Abstract

Lu Xun was very sensitive to the issue of gender. In his essay “On Photography and the Like” (Lun zhaoxiang zhilei), written in 1924, Lu Xun talked about female impersonation in disgust. The confusion of gender was unacceptable in the writer’s eyes, since it marked the decline of the Chinese national culture from the masculine and robust ideal following the Western model. As David Der-wei Wang puts it, Lu Xun “shares with contemporary intelligentsia a yearning for a strong, virile Chinese figure, as opposed to China’s old emaciated, feminine image” (2003, 134). In his relentless repudiation of traditional Chinese culture and Chinese National Character, Lu Xun had inadvertently positioned himself under the Western gaze, a gaze that associated China and Chineseness with a passive and weak femininity. Shu-mei Shih points out that in Lu Xun stories, “‘woman’ is represented as the receptacle of tradition in need of the male modern’s enlightenment, an allegory of old China’s (female) need for modernity and modernization (male)” (204).

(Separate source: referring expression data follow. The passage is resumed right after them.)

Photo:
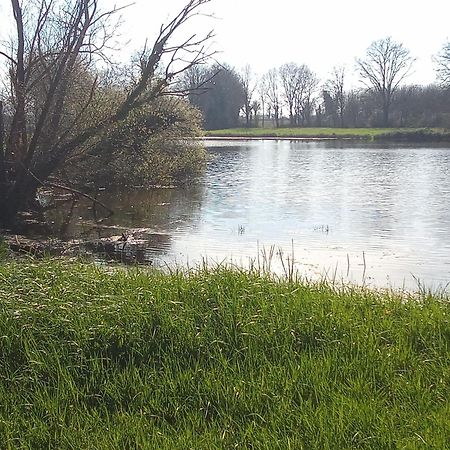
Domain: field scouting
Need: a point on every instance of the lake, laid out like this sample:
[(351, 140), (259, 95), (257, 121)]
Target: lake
[(373, 214)]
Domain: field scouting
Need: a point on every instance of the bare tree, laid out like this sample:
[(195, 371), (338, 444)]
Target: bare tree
[(61, 41), (384, 67), (262, 91), (290, 80), (442, 61), (304, 97), (273, 94), (335, 87), (248, 87)]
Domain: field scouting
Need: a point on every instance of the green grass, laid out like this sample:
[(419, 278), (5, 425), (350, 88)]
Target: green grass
[(357, 133), (219, 359)]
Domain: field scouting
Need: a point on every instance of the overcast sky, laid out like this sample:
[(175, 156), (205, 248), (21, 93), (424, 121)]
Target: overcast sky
[(321, 34)]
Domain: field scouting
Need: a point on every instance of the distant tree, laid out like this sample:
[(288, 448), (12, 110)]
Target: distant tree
[(290, 77), (273, 94), (248, 87), (256, 106), (335, 88), (262, 92), (304, 99), (382, 70), (218, 93), (55, 88), (442, 61)]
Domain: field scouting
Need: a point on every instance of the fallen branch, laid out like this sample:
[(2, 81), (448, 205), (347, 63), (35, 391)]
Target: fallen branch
[(76, 191)]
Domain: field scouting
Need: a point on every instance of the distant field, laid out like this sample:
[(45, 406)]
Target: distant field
[(355, 133)]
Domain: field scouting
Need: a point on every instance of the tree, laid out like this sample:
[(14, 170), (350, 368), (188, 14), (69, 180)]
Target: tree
[(290, 77), (335, 87), (384, 67), (273, 94), (217, 93), (304, 101), (442, 61), (59, 42), (248, 87), (262, 92)]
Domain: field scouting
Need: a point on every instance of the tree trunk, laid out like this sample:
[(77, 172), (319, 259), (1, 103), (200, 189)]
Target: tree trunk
[(2, 148)]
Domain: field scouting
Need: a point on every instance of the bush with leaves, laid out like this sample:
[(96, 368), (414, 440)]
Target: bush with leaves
[(156, 145)]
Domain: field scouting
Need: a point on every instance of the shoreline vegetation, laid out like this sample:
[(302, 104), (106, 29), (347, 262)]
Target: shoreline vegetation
[(216, 358), (371, 134)]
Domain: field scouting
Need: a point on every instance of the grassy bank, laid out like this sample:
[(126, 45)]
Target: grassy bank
[(414, 134), (218, 359)]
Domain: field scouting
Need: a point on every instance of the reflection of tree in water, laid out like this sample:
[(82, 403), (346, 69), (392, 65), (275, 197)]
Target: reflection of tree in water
[(141, 226)]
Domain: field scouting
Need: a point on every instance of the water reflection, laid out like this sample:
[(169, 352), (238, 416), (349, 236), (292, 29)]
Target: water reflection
[(334, 200)]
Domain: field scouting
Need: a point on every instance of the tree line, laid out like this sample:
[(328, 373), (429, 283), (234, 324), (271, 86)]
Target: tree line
[(293, 95), (71, 119)]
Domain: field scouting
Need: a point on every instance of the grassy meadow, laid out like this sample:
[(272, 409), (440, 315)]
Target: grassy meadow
[(216, 359), (329, 133)]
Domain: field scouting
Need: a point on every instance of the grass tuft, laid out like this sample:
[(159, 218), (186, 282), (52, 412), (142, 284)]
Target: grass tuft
[(216, 359)]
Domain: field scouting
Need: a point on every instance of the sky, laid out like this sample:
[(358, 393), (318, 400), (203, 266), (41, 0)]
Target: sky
[(266, 34), (321, 34)]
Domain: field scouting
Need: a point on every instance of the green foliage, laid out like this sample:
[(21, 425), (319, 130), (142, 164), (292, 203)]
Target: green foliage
[(3, 249), (412, 134), (156, 145), (216, 359)]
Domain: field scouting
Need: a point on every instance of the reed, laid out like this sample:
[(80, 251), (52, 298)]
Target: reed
[(216, 358)]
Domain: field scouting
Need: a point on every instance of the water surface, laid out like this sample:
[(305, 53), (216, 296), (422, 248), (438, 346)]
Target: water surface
[(366, 213)]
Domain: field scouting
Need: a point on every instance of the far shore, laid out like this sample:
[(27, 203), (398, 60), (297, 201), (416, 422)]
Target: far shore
[(371, 134)]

As Lu Xun vehemently criticized women’s oppression in traditional Chinese society with his pen, his own portrayal of the female gender was oftentimes saturated with tragic hues, creating dismal female characters such as Xianglin’s Wife in “New Year’s Sacrifice” (Zhufu, 1924), Zijun in “Regrets for the Past” (Shangshi, 1925), and Shansi’s Wife in “Tomorrow” (Mingtian, 1920).